In modern ophthalmology, the application of fundus photography has been observed to be notable in the early screening of glaucoma, cataracts, and diabetic retinopathy. Further, it assists clinical experts in quickly analyzing the relationship between normal and intricate features of DR. Fundus images often suffer from a dynamic range of image artifacts such as noise, low contrast, and non-uniform illumination. Therefore, there is a dire need for image preprocessing steps to normalize and regulate the contrast of fundus images in order to obtain high segmentation and classification results [34,35,36,37,38]. In this paper, a novel medical fundus image enhancement scheme is presented based on a color perception model, named a CIECAM02 model, with a contrast enhancement method. To improve the global content and contrast of an image, an enhancement approach was applied using a CIECAM02 lightness J component in a nonlinear fashion. To quantitatively evaluate the performance of the proposed art, some quality parameters, i.e., PSNR, CNR, histogram, entropy, and SSIM, were applied to 1240 fundus images collected from two publicly available datasets.

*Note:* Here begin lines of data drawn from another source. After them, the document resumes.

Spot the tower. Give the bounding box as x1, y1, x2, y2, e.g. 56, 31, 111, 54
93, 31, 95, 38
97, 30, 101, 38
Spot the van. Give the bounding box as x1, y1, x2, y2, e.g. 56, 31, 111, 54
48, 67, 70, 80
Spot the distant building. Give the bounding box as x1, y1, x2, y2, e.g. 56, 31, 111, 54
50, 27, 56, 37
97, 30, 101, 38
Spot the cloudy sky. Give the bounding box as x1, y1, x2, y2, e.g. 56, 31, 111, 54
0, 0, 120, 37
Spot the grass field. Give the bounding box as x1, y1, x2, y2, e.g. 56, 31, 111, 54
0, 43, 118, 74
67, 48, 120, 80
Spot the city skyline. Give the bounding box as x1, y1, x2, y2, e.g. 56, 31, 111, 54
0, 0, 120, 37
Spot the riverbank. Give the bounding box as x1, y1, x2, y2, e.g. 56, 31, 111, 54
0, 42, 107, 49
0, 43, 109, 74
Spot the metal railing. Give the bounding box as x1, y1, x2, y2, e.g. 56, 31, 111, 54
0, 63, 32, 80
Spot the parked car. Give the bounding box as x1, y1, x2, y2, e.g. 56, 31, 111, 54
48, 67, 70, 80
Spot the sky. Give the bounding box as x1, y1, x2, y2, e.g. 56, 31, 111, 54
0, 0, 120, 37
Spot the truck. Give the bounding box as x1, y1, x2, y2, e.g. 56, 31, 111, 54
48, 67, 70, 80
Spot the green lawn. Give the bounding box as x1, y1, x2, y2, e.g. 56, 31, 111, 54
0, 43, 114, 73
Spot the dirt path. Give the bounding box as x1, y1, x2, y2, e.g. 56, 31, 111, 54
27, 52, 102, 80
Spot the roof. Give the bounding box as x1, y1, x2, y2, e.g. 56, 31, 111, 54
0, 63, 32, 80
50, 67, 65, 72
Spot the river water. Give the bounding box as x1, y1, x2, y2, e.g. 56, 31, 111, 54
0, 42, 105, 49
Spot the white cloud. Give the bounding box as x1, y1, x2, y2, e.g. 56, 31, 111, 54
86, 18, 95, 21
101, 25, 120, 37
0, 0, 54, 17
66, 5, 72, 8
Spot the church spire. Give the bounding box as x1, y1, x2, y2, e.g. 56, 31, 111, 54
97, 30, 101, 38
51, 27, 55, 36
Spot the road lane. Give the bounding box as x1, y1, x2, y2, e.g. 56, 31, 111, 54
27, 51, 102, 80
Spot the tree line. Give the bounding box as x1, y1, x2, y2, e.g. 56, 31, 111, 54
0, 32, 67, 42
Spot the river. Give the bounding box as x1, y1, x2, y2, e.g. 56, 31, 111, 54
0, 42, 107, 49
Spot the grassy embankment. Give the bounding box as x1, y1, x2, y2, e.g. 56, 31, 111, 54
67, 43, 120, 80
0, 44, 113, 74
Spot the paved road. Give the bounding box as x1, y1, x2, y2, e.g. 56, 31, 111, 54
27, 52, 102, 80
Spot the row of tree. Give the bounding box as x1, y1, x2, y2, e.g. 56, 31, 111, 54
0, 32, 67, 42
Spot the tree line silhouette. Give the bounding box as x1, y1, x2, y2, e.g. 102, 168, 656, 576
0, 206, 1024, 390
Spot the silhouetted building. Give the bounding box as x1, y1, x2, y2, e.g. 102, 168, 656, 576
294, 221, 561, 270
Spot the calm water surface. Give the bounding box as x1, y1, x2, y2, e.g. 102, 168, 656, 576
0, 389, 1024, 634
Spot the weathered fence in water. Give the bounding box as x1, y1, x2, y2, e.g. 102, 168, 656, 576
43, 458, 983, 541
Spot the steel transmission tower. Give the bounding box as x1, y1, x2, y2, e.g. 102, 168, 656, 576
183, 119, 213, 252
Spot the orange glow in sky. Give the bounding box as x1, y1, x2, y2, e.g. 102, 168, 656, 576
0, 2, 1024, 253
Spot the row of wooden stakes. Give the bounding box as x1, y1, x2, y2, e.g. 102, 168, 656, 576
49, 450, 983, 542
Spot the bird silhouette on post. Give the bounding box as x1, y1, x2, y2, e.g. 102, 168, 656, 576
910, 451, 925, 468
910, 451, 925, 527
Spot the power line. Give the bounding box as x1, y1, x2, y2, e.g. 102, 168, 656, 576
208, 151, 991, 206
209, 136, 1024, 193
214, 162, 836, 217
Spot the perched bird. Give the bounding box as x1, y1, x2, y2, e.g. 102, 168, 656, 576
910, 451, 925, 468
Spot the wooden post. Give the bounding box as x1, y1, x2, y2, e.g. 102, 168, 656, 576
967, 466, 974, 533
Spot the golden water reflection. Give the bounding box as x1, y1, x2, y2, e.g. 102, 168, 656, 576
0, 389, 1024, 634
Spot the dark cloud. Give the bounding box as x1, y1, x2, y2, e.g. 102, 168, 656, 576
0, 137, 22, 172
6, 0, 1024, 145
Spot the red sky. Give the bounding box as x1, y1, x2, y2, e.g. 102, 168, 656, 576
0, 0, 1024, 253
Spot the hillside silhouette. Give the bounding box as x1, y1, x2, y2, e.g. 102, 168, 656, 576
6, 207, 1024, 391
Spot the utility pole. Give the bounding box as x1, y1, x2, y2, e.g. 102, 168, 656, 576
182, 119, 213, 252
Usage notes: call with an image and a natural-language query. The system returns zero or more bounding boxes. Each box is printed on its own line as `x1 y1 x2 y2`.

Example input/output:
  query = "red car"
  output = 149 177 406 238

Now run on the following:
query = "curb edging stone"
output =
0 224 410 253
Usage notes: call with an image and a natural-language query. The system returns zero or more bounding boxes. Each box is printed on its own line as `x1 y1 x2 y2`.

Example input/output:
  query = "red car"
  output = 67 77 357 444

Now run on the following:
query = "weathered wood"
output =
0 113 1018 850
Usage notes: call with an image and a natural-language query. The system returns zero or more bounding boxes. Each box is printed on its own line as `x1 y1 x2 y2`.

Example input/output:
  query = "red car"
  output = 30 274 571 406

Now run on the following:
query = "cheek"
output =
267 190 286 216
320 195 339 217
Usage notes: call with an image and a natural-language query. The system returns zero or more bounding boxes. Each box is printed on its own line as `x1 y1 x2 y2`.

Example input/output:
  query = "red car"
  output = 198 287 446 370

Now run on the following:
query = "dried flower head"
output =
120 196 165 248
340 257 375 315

These parameters were widely adopted by the common histogram-based image enhancement arts such as HE, AHE, CLAHE, and ESIHE to measure image quality. The proposed method performance using the quality parameters in the experiments showed a significant improvement in fundus image quality enhancement over the other histogram methods. However, the performance of the ESIHE method was noticed to be far better than its other extensions in image enhancement.
The first experiment was to compare the histogram of the proposed art with reference to the histogram of the input image and other histogram-based approaches, as shown in Figure 8. The obtained histogram of the proposed method was notable in the adjustment of the histogram and contrast enhancement.
The second experiment was to evaluate the entropy of the original images with the exploited enhancement methods. The term entropy means the average information of an original image (in this scenario, 4.56, 4.55, 4.57, and 4.61). As seen in Table 2, the obtained entropy of HE and AHE was less than the original image entropy value, which indicates the loss of image details and further leads to the production of false detection in DR subjects. Similarly, the entropy range of CLAHE far exceeded the original images. This indicates the enhancement of noise components. Meanwhile, ESIHE achieved more acceptable entropy results than its extensions. In contrast to the ESIHE results, the entropy ratio of the proposed art was noticed to be very satisfactory, with reference to original image entropies. Hence, it can be concluded that the proposed method has the ability to enhance fundus image quality without improving noise and other artifacts.
The third experiment was to test the potential of the proposed art using the PSNR parameter against the original and histogram-based methods. From Table 3, it is clearly shown that the obtained PSNR values of HE, AHE, CLAHE, and ESIHE were reported to be at a minimum compared to the proposed method. These arts failed to improve the contrast of the fundus image to an appreciable level. However, the PSNR of the presented art was found to be superior to the other methods, which means that it could boost the contrast of the fundus image to the highest level. It has been clear that a greater value of an SSIM or CNR leads to high contrast and identical information between the reference and well-enhanced image. In the fourth and fifth experiments, the obtained SSIM and CNR results of the proposed art, as given in Table 4 and Table 5, were observed to be more superior than HE, AHE, CLAHE, and ESIHE. This further indicates that the proposed method was found to be successful in the improvement of fundus image contrast while preserving high structure similarity with the original image.
The proposed fundus image enhancement strategy was also successful in the removal of blurriness and noise existing in the DR fundus image. As is clearly seen in Figure 9b, the output of the proposed scheme contained a high-contrast fundus image with more feasible DR features after the processing of an input noisy image. Hence, the proposed fundus image enhancement system can be a useful tool in the production of real-time DR applications.
Figure 10 illustrates the strength of the proposed art in uneven illumination images. Here, it is noticed that non-uniform illumination was removed at a high rate by the proposed method. Moreover, fundus anatomic features were observed with a high visible ratio, resulting in making existing computerized DR systems more effective in DR assessment.
From the aforementioned experiments, it is well understood that the proposed method was more successful in fundus image quality enhancement than histogram-based image enhancement approaches using a diverse range of low-contrast and non-uniform illumination of images. Both contrast enhancement and color preservation of blurry and non-uniform illumination fundus images were improved by the presented method without following any long pre- or postprocessing steps such as histogram stretching, division of histogram modes, denoising techniques, and cumulative distribution functions. Those processing steps are often adopted by existing image enhancement methods to boost image quality. Moreover, existing fundus image enhancement methods are focused mainly on central contrast enhancement rather than brightness. However, both brightness and contrast factors have a vital role in improving DR-based CAD system efficiency in segmentation and classification of important NPDR features. The only limitation of the proposed enhancement strategy was not to directly implement DR-based CAD systems due to further investigating insights into the proposed art using a diverse range of high-quality fundus images for advancement rather than applications.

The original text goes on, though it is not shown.